Santiago Taboada Castillo
El pasado sábado fue beatificado el patriarca maronita, Elia Hoayek, fundador de la Congregación de las Hermanas Maronitas de la Sagrada Familia. León XIV ha destacado su liderazgo de más de treinta años en el Ángelus del domingo en Castel Gandolfo.
LEÓN XIV
Hombre de diálogo y de esperanza, fue un brillante referente eclesial, social y político, hasta el punto de ser llamado “Padre del Gran Líbano”. Que la oración y la intercesión del nuevo beato acompañen siempre a los fieles maronitas en todo el mundo y obtengan el don de la paz para todo el pueblo del Líbano, que me es tan querido.

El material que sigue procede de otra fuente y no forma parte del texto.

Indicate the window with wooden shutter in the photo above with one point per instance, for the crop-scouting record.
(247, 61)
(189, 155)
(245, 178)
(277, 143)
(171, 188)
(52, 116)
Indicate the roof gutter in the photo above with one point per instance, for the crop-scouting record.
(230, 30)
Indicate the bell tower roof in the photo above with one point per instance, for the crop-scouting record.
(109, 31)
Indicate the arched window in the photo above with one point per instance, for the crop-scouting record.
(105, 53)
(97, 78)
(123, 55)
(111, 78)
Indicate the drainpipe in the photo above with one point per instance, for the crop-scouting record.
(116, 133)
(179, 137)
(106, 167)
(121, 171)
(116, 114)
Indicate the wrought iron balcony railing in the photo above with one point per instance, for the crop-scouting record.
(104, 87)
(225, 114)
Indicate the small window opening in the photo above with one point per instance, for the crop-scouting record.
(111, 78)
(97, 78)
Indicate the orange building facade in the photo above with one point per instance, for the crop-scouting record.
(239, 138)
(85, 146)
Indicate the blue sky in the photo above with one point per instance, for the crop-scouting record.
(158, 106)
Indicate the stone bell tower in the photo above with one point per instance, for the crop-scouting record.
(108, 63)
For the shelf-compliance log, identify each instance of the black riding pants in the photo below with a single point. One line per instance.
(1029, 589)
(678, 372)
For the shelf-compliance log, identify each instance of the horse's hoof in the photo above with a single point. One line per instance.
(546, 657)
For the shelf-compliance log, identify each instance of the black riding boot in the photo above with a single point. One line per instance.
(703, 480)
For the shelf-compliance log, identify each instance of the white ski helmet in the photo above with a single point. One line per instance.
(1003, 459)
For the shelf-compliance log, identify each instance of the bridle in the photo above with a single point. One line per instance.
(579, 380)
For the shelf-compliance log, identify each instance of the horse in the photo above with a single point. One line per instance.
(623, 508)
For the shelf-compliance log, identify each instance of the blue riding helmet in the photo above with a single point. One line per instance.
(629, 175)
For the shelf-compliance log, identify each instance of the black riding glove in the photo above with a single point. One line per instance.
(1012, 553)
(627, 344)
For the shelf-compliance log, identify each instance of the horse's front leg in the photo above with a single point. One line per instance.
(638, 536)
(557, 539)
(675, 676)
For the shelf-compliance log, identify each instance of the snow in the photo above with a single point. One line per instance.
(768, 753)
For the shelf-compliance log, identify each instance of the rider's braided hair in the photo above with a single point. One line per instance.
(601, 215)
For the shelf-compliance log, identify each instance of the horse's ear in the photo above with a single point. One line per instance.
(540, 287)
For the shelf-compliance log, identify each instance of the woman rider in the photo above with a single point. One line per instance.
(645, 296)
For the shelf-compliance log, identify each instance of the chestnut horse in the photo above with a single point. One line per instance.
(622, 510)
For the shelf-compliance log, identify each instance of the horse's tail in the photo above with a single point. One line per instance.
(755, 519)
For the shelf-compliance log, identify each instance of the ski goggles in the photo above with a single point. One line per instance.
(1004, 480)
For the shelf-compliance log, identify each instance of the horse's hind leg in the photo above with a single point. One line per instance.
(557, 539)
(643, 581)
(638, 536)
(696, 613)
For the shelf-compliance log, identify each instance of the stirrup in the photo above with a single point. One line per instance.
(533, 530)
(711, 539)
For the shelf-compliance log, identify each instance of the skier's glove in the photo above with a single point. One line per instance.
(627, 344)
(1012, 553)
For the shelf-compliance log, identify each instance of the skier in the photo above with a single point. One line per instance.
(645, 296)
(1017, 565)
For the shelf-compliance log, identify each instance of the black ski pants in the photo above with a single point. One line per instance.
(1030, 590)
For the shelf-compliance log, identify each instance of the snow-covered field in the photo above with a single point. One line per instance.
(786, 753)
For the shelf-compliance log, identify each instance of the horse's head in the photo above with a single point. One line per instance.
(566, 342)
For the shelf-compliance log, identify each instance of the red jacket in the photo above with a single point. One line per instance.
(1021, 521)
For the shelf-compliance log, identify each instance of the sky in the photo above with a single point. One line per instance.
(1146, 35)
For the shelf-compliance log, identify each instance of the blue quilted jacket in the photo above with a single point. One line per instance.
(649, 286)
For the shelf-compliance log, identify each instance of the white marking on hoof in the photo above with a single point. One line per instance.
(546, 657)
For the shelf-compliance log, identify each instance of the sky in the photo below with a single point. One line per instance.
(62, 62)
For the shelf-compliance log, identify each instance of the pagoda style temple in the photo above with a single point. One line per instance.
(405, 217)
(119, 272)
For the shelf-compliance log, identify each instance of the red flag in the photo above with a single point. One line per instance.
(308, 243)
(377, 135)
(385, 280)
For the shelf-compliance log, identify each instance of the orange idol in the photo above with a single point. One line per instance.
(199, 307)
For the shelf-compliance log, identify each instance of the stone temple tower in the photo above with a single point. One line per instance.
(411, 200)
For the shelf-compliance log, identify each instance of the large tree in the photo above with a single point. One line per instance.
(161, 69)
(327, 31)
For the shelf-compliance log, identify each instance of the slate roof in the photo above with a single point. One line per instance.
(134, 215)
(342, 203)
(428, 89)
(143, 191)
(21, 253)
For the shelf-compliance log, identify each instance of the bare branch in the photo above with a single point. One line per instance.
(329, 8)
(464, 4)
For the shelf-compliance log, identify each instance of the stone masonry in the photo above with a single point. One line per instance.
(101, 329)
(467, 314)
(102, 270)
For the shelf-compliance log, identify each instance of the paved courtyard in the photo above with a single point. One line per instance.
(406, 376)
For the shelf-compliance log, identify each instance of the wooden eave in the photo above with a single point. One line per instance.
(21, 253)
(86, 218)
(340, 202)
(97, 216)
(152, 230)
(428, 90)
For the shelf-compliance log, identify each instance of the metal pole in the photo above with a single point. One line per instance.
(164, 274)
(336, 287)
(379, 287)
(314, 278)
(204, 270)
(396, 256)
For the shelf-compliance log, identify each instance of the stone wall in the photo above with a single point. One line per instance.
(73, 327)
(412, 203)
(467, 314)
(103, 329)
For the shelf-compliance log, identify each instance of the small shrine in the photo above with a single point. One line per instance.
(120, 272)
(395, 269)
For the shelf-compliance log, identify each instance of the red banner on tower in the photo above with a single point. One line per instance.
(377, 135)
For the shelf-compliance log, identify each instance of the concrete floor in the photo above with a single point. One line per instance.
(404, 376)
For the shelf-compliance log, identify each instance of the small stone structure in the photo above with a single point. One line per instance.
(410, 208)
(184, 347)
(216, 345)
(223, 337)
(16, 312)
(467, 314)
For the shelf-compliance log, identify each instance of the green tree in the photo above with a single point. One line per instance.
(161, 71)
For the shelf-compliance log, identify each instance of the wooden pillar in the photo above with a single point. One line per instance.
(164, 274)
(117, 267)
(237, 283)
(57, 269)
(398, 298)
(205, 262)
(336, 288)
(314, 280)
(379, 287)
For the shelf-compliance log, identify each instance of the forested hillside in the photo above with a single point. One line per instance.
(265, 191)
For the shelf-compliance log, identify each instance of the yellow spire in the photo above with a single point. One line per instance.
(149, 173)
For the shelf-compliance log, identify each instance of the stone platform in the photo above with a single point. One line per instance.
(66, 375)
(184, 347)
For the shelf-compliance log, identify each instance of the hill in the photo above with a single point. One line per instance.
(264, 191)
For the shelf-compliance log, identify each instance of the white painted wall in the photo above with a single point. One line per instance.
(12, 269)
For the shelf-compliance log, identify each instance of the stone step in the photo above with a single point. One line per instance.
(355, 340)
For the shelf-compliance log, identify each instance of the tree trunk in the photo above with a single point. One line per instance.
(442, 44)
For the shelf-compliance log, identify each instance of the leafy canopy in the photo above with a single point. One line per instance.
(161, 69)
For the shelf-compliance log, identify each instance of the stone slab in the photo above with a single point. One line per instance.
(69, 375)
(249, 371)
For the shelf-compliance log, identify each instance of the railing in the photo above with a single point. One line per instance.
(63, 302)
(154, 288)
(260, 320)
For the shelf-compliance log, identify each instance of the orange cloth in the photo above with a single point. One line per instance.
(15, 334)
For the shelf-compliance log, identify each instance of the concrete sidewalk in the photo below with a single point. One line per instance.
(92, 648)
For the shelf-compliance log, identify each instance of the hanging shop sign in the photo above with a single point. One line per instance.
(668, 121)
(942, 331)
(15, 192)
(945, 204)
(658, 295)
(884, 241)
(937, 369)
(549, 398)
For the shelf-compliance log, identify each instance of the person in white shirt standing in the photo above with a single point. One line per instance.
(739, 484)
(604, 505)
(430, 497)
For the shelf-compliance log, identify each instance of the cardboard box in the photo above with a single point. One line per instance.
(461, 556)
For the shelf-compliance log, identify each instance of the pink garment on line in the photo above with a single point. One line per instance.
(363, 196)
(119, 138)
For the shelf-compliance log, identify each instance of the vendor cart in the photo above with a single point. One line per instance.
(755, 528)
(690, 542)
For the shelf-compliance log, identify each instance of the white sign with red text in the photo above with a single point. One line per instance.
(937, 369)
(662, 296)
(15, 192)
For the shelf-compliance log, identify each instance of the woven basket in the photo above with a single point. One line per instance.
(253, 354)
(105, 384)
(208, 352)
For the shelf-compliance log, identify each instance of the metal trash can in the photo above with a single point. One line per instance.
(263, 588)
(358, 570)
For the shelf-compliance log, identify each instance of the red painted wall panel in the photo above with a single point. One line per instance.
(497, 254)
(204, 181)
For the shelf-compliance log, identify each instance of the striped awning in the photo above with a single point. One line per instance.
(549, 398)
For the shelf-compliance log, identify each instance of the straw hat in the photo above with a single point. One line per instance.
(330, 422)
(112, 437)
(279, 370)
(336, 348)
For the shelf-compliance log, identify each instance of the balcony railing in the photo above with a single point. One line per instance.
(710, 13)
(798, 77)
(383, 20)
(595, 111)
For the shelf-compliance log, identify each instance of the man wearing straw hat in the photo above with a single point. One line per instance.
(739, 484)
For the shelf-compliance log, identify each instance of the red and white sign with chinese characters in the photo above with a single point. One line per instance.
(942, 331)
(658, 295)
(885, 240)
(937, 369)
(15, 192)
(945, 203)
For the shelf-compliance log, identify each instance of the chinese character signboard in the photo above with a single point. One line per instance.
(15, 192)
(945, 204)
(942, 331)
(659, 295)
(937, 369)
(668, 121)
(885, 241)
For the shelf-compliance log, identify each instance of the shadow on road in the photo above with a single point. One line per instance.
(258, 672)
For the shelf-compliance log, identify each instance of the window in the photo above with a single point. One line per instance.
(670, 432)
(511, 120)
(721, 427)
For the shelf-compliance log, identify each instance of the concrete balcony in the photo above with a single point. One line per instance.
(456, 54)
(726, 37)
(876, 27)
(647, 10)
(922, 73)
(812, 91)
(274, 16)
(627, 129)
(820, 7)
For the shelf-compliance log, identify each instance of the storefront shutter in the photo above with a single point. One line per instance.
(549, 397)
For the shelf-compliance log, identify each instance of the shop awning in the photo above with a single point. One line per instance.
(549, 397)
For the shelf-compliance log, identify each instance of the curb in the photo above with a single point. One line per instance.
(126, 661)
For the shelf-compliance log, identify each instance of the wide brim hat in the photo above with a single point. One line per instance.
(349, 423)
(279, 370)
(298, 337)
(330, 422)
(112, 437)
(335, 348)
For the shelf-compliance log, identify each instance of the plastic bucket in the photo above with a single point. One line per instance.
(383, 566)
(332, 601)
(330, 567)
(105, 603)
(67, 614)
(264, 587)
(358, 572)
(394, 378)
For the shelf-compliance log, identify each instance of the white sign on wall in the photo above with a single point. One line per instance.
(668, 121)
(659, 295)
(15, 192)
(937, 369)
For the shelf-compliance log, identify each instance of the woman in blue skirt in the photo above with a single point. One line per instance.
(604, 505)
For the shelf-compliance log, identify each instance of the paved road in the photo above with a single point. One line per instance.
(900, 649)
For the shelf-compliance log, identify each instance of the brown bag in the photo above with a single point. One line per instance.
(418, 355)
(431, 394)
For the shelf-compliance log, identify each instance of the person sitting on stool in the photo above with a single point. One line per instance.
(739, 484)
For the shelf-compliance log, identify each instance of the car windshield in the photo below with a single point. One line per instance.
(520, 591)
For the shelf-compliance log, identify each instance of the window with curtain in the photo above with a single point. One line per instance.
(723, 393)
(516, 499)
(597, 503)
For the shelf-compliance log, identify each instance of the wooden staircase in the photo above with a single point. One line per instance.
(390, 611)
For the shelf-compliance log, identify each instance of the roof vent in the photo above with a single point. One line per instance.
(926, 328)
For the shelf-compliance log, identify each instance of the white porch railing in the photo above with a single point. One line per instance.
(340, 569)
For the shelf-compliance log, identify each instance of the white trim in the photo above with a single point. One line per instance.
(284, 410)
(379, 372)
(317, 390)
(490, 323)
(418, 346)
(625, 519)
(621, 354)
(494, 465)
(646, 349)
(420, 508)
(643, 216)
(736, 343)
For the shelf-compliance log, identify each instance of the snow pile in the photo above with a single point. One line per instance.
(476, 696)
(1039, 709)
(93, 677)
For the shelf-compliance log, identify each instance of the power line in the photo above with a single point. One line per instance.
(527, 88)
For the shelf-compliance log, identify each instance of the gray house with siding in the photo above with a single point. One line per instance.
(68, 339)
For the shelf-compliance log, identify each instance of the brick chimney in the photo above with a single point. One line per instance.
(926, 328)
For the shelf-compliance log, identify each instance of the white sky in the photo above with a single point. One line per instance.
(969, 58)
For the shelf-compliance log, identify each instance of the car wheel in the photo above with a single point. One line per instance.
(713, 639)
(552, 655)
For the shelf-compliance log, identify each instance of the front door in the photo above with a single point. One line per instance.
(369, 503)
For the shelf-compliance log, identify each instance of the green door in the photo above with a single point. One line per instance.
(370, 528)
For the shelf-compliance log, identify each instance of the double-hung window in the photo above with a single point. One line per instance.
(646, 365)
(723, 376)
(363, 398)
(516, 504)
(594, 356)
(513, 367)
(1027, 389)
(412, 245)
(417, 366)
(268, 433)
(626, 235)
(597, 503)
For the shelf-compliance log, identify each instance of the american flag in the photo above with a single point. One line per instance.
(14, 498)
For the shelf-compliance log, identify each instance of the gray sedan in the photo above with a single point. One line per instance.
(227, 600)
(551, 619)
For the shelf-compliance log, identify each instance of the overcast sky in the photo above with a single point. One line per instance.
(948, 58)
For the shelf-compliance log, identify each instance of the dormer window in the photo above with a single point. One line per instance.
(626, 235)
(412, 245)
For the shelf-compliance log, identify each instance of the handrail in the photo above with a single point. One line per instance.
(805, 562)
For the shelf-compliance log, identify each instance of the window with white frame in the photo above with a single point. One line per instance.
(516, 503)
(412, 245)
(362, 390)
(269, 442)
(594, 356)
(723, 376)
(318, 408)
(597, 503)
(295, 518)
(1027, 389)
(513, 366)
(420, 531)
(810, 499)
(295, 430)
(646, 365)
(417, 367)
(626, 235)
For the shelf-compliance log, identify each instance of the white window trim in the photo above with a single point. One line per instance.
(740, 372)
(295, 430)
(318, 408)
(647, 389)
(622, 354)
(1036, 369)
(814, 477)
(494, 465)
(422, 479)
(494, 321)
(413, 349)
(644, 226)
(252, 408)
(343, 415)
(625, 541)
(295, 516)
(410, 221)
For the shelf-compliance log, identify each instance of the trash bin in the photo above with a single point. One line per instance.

La beatificación se celebró en la sede patriarcal de Dimane, en el Líbano. La misa fue presidida por el actual patriarca, Bechara Boutros Rai, y acudieron personalidades como el presidente del país, Joseph Aoun.
Esto se debe a que el Líbano existe en parte gracias al patriarca ya beato Hoayek viajó a la Conferencia de Paz de París tras la Primera Guerra Mundial para proponer la creación de un Gran Líbano ante la Sociedad de Naciones. Al año siguiente se conseguiría su establecimiento dentro de una federación de Estados creados por Francia, de la que se separaría tres años después.
Hoyek defendió la existencia de un Líbano plural, que acogiese las 18 confesiones que conviven en el país. De hecho, el milagro por el que ha sido beatificado proviene de una persona de la comunidad drusa, una religión abrahámica de Oriente Próximo. Además, erigió el santuario mariano de Nuestra Señora del Líbano en Harissa.
El Líbano viene de firmar un acuerdo con EEUU para regular la retirada israelí de su territorio, con el objetivo de lograr el desarme del grupo paramilitar, Hezbolá.